MGTECON209 – Statistics & Economics (prof Oyer)

  • You want a **reliable **Beta for useful regressions
    • Standard Error (Beta) = SQRT ( Variance of Residuals / Sum of Squared Deviations of X )
      • The bigger the sample in denominator, the smaller the standard error!
    • Tips for picking a useful sample: Beta will be less realiable (SE(Beta) is higher) if
      • Residuals vary more
      • X-variable varies less
      • Sample size gets smaller
  • p-value makes only a statistical difference, not necessarily in business or economic sense. Don’t jump to conclusions.
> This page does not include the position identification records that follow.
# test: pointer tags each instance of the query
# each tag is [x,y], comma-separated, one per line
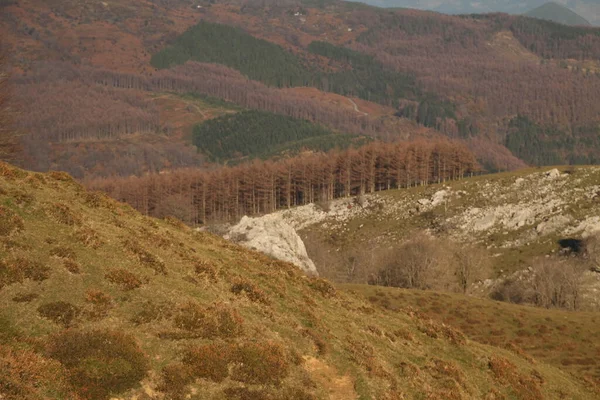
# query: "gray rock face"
[272,235]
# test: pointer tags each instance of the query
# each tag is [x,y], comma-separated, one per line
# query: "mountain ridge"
[555,12]
[109,303]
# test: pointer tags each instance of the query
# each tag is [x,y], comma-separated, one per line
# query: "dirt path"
[338,387]
[356,106]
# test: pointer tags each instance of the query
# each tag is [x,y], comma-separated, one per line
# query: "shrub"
[72,266]
[99,304]
[125,279]
[10,222]
[255,294]
[260,363]
[243,393]
[27,375]
[215,321]
[174,380]
[145,257]
[152,311]
[210,361]
[59,312]
[206,269]
[100,363]
[18,269]
[63,252]
[88,237]
[25,297]
[63,214]
[323,286]
[320,343]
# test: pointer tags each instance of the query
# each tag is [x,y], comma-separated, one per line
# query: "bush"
[99,363]
[125,279]
[60,312]
[242,286]
[146,258]
[323,286]
[27,375]
[88,237]
[18,269]
[152,311]
[204,268]
[260,363]
[174,380]
[63,214]
[210,361]
[72,266]
[25,297]
[98,304]
[215,321]
[63,252]
[10,222]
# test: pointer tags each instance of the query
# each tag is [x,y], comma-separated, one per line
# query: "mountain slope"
[589,8]
[100,301]
[557,13]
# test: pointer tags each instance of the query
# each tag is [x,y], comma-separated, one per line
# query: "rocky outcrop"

OB289 – Negotiations (prof Neale)

  • Basic negotiation errors (Bazerman & Neale textbook)
    • You can think of market competition as a form of negotiations between competitors over industry practices (for example pricing). Which in turn can lead to the very same irrational mistakes as in any other negotiation for example the irrational escalation of commitment, where winning the other party on any terms becomes more important than, say, maximising the profits in an industry.
    • Misdirected persistence: decisionmakers are often obsessed by the small probability that escalating the conflict one step further could lead to victory.
      • People (esp leaders, politicians) want to look consistent. Persistence, even if irrational, helps to be perceived that way.
      • Organizations need systems to reward good decision making over effective impression management.
      • Focus on time and money already invested in negotiations (the sunk costs) as an argument, rather than evaluating only the future costs & benefits
      • Reactive devaluation of proposals just because they are made by adversary
      • Attempt to solve singular issues (sometimes let’s start with easy ones, sometimes the hardest ones) instead of issue “packages”; which allow for more granular compromises & trading

Other thoughs to remember (no attribution as we just agreed to Chatham House Rule for in class and for guest presentations):

  • Q: Why would you go establish your China outpost in Beijing, not in Shanghai, Hong Kong or other places with seemingly more livid business scene? A: Because the kind of China many people in the world, and inside China, are hoping to see one day will be a result of decisions made in Beijing.
  • To manage smart people moving between academic research and private industry (e.g working in the Valley), you just have at all times to know and agree on where their center of intellectual focus is. A professor consulting startups for a day a week is fine, but his success is entirely measured by his work on campus – teaching, researching, publishing, peer & student feedback. When the private sector interest takes over, this should be formed clearly as an academic break, not half-hearted contribution to school. And the person is very eagerly waited to return in a few years, with much more experience from private sector life.
  • “Sometimes my answer is ‘yes’, sometimes ‘no’ and sometimes ‘maybe’. Yet, I never say ‘yes’ when I mean ‘maybe’, or ‘maybe’ when I really mean ‘no’.”